I'll leave you with a video for a documentary about Paul Soldner. If anyone wants to buy this for me, I'll love you :)

"New knowledge is the most valuable commodity on earth. The more truth we have to work with, the richer we become."
-Kurt Vonnegut, Breakfast of Champions





2 comments:

soubriquet said...

I'm finding your blog posts quite interesting, especially your feelings about what you really want to make vs. what "advisors" tell you you should make.
It's a hard decision to make, to go against art school 'experts' and follow your heart. I like your big jug idea, in some ways I see the jug as a fundamental potter's form, and as you say, different cultures have approached the form in different ways. Surely any art tutor should see an exploration of that form, and study of the historical influences that led to the evolution of truly American pottery, as a valid body of work.
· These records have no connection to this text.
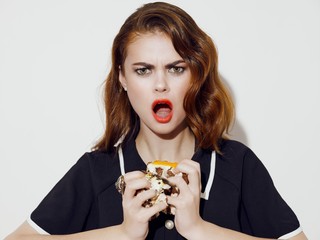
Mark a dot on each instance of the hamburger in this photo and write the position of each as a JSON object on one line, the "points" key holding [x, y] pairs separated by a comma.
{"points": [[157, 173]]}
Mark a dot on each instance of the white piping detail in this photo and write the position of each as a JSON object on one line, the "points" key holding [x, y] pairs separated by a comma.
{"points": [[121, 159], [36, 227], [119, 141], [206, 192], [292, 234]]}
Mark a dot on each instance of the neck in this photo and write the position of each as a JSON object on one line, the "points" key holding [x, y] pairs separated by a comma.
{"points": [[154, 147]]}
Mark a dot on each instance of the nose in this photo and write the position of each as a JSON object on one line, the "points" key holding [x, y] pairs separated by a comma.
{"points": [[161, 84]]}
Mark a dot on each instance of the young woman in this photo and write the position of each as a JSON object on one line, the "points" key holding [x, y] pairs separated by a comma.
{"points": [[164, 100]]}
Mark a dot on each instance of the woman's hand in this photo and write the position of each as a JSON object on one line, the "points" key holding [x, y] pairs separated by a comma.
{"points": [[187, 216], [135, 216]]}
I met Paul Soldner, was his volunteer assistant at an international potter's camp in britain in the late eighties. He'd have been in his mid sixties then but.... Wow, what energy, enthusiasm, if America treated its artists as Japan does, then Paul, by then would have been, as Shoji Hamada was in Japan, a "Living National Treasure".
It was a joy to spend that time in his company, to sit with him in the sunshine, to listen to him talk, to learn from him, to see his exuberant disregard for convention.
No discussion of that new wave of potters would be complete without Peter Voulkos, he and Soldner were the 'Beat Poets' of clay.

OP said...

Hey, thank you for the comment. I am glad you've stuck around to interested. :) I hope you decide to check back and keep up. I really love talking about ceramics.